A cure for hearing loss is still more than a few years away, Shin said. In fact, it is very difficult to manipulate an individual protein such as XIRP2. However, the group is now looking for a “master switch,” a gene that controls a number of transcription factors, including the repair protein.

“Once we turn it on, we can turn on a whole slew of repair mechanisms,” Shin said. Once they identify the “switch” to initiate repair, researchers can identify molecules and drugs to target the repair mechanisms and fix the damaged hearing cells.

Shin’s group isn’t the only one working towards the eventual goal of restoring hearing loss. A research group at Harvard Medical School published a study in April focusing on the regenerative model, an approach that has eluded the field for decades, which seeks to regrow auditory hair cells that have died.

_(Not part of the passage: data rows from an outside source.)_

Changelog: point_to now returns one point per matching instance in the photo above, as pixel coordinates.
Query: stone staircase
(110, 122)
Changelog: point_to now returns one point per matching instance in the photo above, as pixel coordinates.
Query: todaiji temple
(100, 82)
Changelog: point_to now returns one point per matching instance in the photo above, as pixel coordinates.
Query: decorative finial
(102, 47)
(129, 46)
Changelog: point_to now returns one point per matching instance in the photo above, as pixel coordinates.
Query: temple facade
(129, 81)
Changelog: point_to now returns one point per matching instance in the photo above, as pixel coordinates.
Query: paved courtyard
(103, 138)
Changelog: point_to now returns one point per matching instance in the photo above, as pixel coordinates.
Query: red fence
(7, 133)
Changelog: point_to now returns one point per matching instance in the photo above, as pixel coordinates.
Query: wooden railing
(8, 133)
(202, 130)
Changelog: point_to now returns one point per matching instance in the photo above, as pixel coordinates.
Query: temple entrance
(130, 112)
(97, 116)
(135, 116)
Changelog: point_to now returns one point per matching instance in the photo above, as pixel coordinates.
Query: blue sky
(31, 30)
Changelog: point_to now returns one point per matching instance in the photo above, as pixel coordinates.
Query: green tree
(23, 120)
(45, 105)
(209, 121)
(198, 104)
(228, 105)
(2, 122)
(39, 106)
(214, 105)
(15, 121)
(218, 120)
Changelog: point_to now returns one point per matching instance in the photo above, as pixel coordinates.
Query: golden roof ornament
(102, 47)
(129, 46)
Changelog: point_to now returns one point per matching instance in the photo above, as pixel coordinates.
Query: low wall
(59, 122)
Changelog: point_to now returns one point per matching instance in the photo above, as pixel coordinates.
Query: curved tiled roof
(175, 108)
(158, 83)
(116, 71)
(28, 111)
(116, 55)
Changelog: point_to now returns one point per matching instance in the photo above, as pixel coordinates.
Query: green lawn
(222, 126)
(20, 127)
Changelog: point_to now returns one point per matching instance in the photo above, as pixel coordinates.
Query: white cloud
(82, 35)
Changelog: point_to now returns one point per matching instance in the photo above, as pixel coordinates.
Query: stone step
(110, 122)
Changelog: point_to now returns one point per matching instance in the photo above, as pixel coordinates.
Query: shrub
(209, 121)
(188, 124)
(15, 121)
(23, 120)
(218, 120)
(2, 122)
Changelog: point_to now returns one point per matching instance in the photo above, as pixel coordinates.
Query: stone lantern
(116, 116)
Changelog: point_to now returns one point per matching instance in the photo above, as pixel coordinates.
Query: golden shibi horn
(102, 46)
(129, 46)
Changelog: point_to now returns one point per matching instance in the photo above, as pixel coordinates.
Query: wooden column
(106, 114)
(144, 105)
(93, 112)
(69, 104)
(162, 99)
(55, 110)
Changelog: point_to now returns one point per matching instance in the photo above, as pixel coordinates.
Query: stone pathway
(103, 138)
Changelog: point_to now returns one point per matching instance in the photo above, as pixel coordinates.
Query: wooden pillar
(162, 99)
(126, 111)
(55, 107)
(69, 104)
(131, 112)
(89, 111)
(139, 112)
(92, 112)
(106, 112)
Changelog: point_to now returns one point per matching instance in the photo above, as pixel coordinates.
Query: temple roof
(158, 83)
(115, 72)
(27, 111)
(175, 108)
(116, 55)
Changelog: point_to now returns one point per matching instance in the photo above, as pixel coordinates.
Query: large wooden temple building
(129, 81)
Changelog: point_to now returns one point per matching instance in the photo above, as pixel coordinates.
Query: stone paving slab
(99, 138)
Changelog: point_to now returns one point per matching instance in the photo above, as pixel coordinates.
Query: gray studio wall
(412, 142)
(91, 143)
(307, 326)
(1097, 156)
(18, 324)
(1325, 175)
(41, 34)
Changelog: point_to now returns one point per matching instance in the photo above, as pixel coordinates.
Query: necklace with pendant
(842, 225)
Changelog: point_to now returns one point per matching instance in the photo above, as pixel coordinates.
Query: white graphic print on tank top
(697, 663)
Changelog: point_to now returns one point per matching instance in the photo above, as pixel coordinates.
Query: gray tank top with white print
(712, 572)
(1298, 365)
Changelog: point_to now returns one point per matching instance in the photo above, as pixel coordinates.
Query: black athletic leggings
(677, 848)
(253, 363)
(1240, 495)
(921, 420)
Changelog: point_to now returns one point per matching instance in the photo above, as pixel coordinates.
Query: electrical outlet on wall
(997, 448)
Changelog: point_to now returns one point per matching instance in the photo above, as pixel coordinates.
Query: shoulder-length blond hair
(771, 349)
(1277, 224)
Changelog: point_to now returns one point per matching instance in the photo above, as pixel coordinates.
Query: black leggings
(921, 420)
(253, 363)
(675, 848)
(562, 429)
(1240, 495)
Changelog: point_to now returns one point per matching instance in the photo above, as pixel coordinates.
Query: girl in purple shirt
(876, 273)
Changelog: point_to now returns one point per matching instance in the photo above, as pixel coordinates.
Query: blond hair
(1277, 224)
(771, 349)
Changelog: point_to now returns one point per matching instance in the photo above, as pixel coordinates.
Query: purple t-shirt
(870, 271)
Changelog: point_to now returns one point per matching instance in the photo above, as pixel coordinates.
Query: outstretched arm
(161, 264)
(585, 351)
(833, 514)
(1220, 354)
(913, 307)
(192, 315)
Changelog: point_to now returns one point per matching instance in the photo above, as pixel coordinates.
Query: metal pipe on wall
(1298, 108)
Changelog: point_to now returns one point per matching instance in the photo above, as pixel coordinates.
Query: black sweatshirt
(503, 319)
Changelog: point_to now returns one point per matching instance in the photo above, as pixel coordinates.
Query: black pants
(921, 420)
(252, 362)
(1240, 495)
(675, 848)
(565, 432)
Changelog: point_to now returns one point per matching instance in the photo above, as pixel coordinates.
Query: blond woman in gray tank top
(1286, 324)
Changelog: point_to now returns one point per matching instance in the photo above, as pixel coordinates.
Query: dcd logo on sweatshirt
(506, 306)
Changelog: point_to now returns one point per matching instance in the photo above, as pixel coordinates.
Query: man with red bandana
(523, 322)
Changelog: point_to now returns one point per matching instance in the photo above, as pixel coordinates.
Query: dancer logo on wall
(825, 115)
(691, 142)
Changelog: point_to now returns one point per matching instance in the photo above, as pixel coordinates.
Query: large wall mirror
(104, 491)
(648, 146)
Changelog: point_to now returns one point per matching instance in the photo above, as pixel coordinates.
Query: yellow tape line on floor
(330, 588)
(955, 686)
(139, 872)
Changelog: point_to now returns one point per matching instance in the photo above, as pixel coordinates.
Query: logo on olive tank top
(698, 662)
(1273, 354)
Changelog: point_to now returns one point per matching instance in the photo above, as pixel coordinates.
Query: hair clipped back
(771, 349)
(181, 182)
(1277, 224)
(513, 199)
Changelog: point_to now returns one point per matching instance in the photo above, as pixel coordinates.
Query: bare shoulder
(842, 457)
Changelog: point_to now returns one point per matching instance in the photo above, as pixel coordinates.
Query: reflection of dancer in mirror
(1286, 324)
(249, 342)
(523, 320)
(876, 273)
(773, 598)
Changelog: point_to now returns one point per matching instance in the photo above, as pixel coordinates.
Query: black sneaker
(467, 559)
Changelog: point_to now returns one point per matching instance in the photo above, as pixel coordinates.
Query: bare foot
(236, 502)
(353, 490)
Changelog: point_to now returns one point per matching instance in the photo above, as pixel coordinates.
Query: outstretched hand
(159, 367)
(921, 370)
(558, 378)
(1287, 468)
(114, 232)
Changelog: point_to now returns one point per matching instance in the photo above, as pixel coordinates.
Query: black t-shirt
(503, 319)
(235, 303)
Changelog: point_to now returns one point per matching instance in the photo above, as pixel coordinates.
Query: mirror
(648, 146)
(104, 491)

The Harvard group showed that a cocktail of drug-like molecules were successfully able to regrow auditory hair cells in mature mice over a one year period, according to Zeng-Yi Chen, one of the authors of the study. In the next five years, the field may accomplish robust hair cell regeneration in animal models, moving one step closer to restoring hearing loss in humans.

Repair and regeneration are on a “continuum” of treatments for hearing loss, Chen told The Daily Progress. When a hair cell is damaged by noise, the cell might remain for decades in the same spot. If the damage isn’t so severe, the cell can be repaired. But when cells die and there aren’t enough to hear, that’s when treatment would turn to regeneration, although it is still many years away.

“Hearing loss is one major medical field without any real treatment,” Chen said. “I think we are at the very historic junction where a new type of therapy will be forthcoming.”